Food is an important part of Spanish culture, but no meal would be complete without something refreshing to wash it down with.
We take a look at three of Spain's most delicious exports and leave you with a recipe for fresh, fruity sangria to get the fiesta started!
As Spain's equivalent to champagne, cava is a light, dry sparkling wine that has a very important place in Catalan culture and cookery.
The word cava literally means "underground cellar", and its annual production volume is approximately 12.5 million cases. This is highest for a sparkling wine made by the same traditional method as champagne and second only to true champagne. It's an important part of Catalan and Spanish family tradition and is often consumed at celebrations like baptisms, marriages, banquets, dinners and parties.
After the wine undergoes fermentation it is poured into heavy-duty wine bottles. The winemaker adds a mixture of sugar and yeast to the wine so that the wine will undergo a second fermentation. The bottle is then capped, trapping carbon dioxide gas n the bottle which ultimately produces the bubbles.
Try it either as an aperitif, or with one of the combination dishes of poultry cooked with fruit for which Catalonia is famous.
Poor old sherry - for many years it had a reputation of being a sweet drink enjoyed mainly by grandparents. But people are slowly starting to realise that sherry is a worthy drink for all wine lovers. It is being lauded for its diversity, depth and deliciousness, as it finally comes out of the pantry and into the drinks cabinet.

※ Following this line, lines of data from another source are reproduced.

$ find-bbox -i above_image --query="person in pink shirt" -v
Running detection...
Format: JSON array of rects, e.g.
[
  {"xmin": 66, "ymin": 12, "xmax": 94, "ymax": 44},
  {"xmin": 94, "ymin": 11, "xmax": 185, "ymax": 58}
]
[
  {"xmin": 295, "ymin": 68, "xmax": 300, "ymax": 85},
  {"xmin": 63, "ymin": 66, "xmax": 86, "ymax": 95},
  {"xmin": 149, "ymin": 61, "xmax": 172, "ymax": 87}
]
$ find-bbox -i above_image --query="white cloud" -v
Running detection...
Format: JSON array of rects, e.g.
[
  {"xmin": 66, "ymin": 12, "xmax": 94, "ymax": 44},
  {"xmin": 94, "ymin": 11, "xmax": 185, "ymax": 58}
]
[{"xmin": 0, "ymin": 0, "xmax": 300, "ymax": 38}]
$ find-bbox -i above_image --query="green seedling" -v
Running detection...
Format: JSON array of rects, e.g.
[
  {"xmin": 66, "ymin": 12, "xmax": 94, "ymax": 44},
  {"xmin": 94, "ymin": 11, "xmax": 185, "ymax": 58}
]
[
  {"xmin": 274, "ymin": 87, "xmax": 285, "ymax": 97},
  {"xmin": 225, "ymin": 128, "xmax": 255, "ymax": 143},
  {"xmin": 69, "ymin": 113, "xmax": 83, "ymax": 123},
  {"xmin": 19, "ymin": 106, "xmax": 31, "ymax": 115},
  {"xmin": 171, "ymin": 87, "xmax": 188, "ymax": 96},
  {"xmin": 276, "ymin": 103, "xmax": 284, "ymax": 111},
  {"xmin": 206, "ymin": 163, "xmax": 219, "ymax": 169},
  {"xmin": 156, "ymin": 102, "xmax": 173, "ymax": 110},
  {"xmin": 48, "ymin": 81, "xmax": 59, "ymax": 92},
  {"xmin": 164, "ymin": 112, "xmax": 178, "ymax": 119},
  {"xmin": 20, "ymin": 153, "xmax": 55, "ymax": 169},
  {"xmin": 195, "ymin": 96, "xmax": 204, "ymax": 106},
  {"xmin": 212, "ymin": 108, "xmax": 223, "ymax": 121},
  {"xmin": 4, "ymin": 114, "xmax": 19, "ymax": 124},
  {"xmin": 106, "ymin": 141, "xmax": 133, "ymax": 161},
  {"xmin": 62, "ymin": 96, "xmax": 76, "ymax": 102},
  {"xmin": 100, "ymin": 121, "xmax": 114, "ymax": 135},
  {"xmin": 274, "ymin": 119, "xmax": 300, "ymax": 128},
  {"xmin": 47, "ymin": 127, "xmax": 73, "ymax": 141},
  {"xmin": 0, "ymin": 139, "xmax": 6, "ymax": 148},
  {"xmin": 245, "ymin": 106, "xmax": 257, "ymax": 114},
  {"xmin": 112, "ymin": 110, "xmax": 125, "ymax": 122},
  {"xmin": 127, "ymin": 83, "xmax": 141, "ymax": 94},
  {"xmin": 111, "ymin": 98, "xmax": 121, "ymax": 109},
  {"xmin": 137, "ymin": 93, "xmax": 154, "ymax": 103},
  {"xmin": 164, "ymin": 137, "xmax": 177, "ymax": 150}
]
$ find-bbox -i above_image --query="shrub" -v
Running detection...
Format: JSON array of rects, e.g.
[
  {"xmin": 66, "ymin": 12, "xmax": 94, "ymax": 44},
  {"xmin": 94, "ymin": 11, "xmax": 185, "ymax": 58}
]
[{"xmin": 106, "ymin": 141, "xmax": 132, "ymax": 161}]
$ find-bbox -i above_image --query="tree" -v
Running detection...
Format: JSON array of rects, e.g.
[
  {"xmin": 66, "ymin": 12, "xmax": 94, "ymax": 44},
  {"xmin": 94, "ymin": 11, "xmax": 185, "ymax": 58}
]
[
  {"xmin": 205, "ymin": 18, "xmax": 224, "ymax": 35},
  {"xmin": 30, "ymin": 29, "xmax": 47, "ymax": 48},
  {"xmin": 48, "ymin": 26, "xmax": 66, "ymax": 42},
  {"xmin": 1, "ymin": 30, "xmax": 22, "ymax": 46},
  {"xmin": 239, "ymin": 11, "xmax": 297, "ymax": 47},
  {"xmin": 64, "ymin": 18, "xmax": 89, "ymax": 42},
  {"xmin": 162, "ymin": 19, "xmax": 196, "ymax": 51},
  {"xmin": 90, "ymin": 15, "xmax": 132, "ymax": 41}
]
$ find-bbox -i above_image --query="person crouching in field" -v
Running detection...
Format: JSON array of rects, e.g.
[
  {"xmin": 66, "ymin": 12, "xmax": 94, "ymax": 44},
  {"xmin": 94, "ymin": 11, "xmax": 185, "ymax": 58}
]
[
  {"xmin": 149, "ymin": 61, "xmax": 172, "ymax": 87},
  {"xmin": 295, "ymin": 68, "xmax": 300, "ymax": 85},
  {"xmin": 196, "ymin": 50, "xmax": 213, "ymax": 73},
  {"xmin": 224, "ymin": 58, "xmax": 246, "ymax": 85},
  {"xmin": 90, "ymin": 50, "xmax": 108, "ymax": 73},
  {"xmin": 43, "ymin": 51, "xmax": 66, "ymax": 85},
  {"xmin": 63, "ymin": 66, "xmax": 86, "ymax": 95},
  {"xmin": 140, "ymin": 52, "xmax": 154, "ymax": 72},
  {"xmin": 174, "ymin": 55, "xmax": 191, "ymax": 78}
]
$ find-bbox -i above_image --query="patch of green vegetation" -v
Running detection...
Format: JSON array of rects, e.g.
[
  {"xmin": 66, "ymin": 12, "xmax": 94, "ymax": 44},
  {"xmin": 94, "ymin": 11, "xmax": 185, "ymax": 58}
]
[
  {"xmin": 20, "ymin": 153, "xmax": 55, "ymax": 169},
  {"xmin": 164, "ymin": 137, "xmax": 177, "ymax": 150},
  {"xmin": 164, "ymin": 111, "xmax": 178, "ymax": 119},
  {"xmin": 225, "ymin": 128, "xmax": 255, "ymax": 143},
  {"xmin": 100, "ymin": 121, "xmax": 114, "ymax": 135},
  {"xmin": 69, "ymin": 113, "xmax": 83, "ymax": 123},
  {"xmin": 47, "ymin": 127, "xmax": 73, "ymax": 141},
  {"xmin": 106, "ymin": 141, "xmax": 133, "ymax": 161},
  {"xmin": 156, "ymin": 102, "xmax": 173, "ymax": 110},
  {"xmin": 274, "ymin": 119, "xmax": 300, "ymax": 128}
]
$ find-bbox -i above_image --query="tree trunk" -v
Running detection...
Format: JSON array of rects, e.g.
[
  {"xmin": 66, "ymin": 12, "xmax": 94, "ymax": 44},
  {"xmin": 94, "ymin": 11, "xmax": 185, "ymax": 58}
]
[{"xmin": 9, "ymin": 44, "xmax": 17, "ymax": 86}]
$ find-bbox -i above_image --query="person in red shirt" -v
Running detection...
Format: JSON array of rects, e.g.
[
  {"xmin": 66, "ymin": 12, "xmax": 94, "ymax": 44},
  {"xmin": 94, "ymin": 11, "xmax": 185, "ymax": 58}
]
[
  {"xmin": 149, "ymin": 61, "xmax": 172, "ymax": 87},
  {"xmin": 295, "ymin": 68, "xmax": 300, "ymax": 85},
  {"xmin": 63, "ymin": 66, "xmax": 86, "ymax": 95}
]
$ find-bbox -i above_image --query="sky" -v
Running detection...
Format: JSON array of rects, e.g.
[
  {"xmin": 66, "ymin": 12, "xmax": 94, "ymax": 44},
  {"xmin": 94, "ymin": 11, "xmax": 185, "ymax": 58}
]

Sherry has a long history of serving everyone from Christopher Columbus to Shakespeare, and is a fortified wine produced in southwest Spain's "Sherry Triangle." This triangle consists of the three sunny towns of Puerto de Santa María, Jerez and Sanlúcar de Barrameda.
Sherry wines must go through a solera system for adequate aging. This is basically a blending system, where the youngest Sherries are blended into a series of casks holding progressively older Sherries. So sherries don't really have a vintage date, as they are really a blend of many years.
The real origins of this drink are unknown; however we do know that it became popular in Spain during the 1800s. The name "Sangria" comes from the Latin word meaning "Colour of blood", and it was first introduced to the world at New York's World Trade Fair in 1964. Obviously, it was a huge hit and sangria is now enjoyed all over the world.
When you think of sangria, fresh summer fruits spring to mind and the beauty of this drink is that once you've got the base sorted you can tweak it according to your tastes.
Some people prefer to make it using white wine, and this is known as sangria blanca. Or you can add cava to make sparkling sangria.
Here's a basic sangria recipe from The Cook's Illustrated that we think will help get your summer party started. It's important to note that they tested it with both expensive and inexpensive wines and found the cheaper ones actually had a better flavour!
Feel free to fiddle around and come up with your own concoctions. Use all sort of chopped up fruit, including orange, lemon, lime, apple, peach, melon, berries, pineapple, grape and mango. Come up with your own flavours and make a big jug for your next barbecue.
• 1 (750ml) bottle inexpensive, fruity, medium-bodied red wine, chilled (Rioja works well)
• 2 large juice oranges, washed; one orange sliced; remaining orange juiced
• 1 large lemon, washed and sliced
• 1/4 cup granulated white sugar (I like to use superfine sugar)
• 1/4 cup Triple Sec (or Cointreau if you've got the cash!)
• Add sliced orange and lemon and sugar to large pitcher. Mash gently with wooden spoon until fruit releases some juice, but is not totally crushed, and sugar dissolves, about 1 minute.
• Stir in orange juice, Triple Sec, and wine
• Refrigerate for at least 2 hours, or even overnight (no longer than about 8 hours before serving though)
• Before serving, add 6 to 8 ice cubes and stir briskly to distribute settled fruit and pulp; serve immediately.